Daily Record Business Writer//November 29, 2011
The large copper crab is back.
Phillips Seafood, a Baltimore tourist landmark for more than three decades, has formally reopened in a new location at the historic Power Plant at the Inner Harbor following $2 million in renovations to the former ESPN Zone.
Mayor Stephanie Rawlings-Blake, restaurant owner Steve Phillips and local developer David Cordish officially opened the 15,000-square-foot restaurant located at 601 E. Pratt St. Tuesday afternoon, two weeks after the eatery started serving under limited hours.
“We had a facelift,” said Brian Fountain, general manager of the reopened Phillips that seats 425 in a main dining room festooned with vintage photos of the Phillips family, tile floors, antique mirrors and stunning replicas of the city’s two favorite ships, the Constellation and the Pride of Baltimore II.
“Thirty-one years later, we had to have a new image,” he said.
The Power Plant building is owned and operated by The Cordish Cos.
On Tuesday, Cordish announced collaboration with Phillips to open a restaurant next summer in the “Live!
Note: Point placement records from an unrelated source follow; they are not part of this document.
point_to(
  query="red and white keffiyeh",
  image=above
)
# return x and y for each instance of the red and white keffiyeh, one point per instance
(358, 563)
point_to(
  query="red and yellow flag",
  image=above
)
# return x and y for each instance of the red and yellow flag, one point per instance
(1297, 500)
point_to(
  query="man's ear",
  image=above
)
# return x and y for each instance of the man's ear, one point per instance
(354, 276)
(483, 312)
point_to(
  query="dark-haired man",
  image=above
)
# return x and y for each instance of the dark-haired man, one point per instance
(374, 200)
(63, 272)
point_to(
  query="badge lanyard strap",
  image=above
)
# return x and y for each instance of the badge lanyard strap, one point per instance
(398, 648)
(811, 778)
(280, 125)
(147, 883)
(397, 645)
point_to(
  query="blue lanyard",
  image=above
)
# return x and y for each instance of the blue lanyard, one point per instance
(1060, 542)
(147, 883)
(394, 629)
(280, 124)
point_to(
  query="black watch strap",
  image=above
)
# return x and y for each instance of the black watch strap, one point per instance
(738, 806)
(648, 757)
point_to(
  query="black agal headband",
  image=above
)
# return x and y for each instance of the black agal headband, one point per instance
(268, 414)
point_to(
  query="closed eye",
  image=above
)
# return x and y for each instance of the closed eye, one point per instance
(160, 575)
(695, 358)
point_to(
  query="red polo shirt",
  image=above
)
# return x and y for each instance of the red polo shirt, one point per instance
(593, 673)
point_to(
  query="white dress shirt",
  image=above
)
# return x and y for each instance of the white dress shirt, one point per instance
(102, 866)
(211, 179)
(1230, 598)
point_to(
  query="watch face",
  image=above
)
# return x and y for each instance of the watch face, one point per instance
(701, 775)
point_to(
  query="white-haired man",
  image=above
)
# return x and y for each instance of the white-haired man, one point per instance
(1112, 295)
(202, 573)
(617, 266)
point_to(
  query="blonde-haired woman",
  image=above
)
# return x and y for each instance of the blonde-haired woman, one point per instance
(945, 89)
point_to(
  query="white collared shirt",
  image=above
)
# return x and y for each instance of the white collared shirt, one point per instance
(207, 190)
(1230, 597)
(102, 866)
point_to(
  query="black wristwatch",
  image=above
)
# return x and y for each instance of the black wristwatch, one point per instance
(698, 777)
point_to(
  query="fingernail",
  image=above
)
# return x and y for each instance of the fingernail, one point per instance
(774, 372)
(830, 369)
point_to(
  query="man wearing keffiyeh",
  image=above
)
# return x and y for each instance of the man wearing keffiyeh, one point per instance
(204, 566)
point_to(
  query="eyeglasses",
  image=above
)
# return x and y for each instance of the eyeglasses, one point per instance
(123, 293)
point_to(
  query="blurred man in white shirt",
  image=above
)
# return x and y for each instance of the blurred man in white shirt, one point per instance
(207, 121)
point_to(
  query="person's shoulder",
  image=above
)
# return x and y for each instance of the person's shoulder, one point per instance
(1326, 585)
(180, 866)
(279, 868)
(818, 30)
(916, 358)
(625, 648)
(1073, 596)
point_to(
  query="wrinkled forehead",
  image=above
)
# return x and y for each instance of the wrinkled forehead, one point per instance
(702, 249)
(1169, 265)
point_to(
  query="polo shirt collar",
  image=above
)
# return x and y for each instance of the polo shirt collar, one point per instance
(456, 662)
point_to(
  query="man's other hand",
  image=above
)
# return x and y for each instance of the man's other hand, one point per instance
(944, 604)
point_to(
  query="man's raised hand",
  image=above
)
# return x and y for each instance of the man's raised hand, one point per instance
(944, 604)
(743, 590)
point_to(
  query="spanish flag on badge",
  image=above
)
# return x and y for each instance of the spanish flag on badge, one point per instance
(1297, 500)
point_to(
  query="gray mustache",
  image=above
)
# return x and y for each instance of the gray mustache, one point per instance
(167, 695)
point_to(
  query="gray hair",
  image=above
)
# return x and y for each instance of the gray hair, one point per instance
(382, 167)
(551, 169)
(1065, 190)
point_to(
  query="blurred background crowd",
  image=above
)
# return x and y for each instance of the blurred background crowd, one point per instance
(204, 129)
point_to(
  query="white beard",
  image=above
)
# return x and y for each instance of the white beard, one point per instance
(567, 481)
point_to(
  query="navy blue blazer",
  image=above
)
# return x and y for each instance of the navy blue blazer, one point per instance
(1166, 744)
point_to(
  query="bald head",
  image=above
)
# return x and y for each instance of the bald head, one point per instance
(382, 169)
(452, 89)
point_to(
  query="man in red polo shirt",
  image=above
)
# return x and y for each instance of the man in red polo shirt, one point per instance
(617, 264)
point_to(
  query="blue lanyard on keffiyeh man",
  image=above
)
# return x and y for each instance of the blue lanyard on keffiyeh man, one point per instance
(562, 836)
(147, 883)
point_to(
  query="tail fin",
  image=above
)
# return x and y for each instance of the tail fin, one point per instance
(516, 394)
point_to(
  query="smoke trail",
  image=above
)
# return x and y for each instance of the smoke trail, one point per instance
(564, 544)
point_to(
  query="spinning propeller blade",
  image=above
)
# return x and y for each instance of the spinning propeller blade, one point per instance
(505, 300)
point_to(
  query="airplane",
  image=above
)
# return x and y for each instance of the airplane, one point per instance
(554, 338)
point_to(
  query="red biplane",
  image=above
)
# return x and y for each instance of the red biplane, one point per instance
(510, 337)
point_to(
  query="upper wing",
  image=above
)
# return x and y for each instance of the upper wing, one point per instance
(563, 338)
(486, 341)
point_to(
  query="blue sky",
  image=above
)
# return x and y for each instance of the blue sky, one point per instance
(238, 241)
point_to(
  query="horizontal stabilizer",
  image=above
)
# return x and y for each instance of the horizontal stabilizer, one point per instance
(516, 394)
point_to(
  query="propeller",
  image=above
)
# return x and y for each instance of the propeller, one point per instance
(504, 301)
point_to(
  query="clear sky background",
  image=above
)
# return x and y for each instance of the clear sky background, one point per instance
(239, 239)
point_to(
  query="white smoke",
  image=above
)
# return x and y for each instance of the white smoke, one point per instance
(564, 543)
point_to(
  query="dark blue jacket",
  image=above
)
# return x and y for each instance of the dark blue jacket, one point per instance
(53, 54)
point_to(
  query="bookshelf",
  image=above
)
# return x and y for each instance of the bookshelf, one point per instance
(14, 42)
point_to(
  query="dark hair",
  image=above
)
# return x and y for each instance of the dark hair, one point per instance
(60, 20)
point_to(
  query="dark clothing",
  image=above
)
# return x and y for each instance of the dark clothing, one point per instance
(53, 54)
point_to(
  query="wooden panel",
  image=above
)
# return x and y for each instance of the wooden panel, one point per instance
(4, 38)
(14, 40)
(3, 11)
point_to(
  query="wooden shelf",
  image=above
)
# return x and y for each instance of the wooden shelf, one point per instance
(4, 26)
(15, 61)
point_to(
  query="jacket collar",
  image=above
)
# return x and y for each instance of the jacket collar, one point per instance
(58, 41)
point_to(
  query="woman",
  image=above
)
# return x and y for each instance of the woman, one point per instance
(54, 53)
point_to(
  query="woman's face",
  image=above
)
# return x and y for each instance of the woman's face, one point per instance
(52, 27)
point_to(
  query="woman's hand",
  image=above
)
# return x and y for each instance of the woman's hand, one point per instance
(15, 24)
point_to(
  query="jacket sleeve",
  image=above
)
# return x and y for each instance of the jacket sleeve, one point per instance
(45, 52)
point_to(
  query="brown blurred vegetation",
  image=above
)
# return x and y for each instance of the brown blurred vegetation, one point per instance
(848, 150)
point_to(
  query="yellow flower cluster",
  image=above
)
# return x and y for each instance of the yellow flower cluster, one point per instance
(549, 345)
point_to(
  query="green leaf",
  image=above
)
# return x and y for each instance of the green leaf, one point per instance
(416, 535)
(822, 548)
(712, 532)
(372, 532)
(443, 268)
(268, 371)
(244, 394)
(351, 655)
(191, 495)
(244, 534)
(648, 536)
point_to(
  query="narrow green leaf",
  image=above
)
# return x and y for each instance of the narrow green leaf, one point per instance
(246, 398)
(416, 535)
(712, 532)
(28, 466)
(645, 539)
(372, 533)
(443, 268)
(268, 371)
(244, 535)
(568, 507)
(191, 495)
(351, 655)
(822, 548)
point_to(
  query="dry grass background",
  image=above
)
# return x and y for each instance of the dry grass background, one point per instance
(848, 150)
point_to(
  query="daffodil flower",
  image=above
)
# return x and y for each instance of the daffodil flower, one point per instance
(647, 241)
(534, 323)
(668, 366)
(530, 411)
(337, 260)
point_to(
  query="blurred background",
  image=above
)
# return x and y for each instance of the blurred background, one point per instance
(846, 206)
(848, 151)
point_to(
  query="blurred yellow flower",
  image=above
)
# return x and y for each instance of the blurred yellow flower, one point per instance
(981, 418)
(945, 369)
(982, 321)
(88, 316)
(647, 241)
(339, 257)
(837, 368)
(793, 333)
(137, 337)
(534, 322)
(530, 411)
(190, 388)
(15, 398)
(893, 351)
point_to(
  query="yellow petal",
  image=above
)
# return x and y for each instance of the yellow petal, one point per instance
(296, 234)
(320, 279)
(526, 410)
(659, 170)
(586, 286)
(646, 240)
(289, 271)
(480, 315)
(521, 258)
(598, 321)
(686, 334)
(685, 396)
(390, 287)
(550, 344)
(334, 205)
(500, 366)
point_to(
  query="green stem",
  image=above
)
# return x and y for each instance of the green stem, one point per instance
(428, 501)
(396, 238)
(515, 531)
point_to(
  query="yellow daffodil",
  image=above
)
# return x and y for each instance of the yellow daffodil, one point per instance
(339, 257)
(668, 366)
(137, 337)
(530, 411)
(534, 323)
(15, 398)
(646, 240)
Market” section of the $500 million Maryland Live! Casino at Arundel Mills, now under construction. Details of the new restaurant there were still being worked out.
Owner Steve Phillips said Tuesday that he sells more than 1 million crab cakes each year.
“It’s not in the billions like McDonald’s, but it’s a lot of crab cakes,” Phillips said. “We have been able to get Maryland-style crab cakes into areas of the country that normally would not have them,” he added of the company’s distribution arm in addition to the restaurants.
Phillips said he was “pretty excited” about the move across the Inner Harbor.
“This area has a lot of energy and is close to the aquarium,” he said. “I think we have opportunities over here that we didn’t have at the other location.”
Phillips is advertised on the Power Plant facade by a 17-foot tall red neon sign spelling out its name. The new digs also feature many decorations from the former location in the Light Street Pavilion at Harborplace, such as the copper-colored crab, a jumbo swordfish head, stained glass window panes, a carousel horse and a well-worn piano in the bar area.
Private dining rooms also offer space for large and small parties, Fountain said.
Phillips announced in June that it was closing its original Baltimore location at Harborplace on Sept. 30, rather than sign a new lease. Two other Phillips locations in Harborplace, the Seafood Express and Seafood Buffet, also closed.
The establishment had been one of the last remaining original tenants of Harborplace, which celebrated its 30th anniversary on July 4, 2010.
In May, the 13,000-square-foot space vacated by Phillips at Harborplace will be filled with a new location of the San Clemente, Calif.-based Bubba Gump Shrimp Co. chain, officials of General Growth Properties, owner of Harborplace, said.
Phillips’ move to the Power Plant occurred less than two months after the restaurant shut its doors, said Joanna Phillips, a manager at the restaurant.
“We are still a family restaurant,” she said Tuesday as a lunchtime crowd began to fill the many booths and tables in the new restaurant despite a steady downpour outside.
The restaurant opened in what was once part of the ESPN Zone, which abruptly closed in the summer of 2010, and rendered the prime waterfront commercial space vacant for over a year.
Phillips restaurant grew from humble roots in Ocean City. It was opened as a carryout crab house in 1956 by Brice and Shirley Phillips, Steve Phillips’ parents, and has steadily expanded.
This spring, a “crab deck” will open outside on a floating dock where up to 100 patrons will be able to sit and pick crabs, Maryland style, under a canvas awning. Other steamed seafood specialties will also be available on the deck.
Fountain said Phillips was considering adding outdoor air conditioning vents to the deck in an attempt to keep patrons from wilting under Baltimore’s sultry summer heat.
“We are trying to recreate an old fashioned Eastern Shore crab deck where people can sit or walk up and carry out,” Fountain said. “We want to make this place a flagship restaurant going forward. This is where we want to be our new proving ground.”
Phillips said the crab deck was one of the business opportunities not available at the Harborplace location.
Among the items on the lunch menu are Phillips crab cakes, which cost $34 for a large platter of two, steak and shrimp for $22, Marvesta shrimp and polenta for $15 and oysters on the half-shell for $2 each.
Dinner menu items include a pork chop for $23, fried stuff shrimp for $22 and jumbo sea scallops for $29. The executive chef is Todd Weisz.
“Customers have been saying they like the fresh take on the menu,” Fountain said.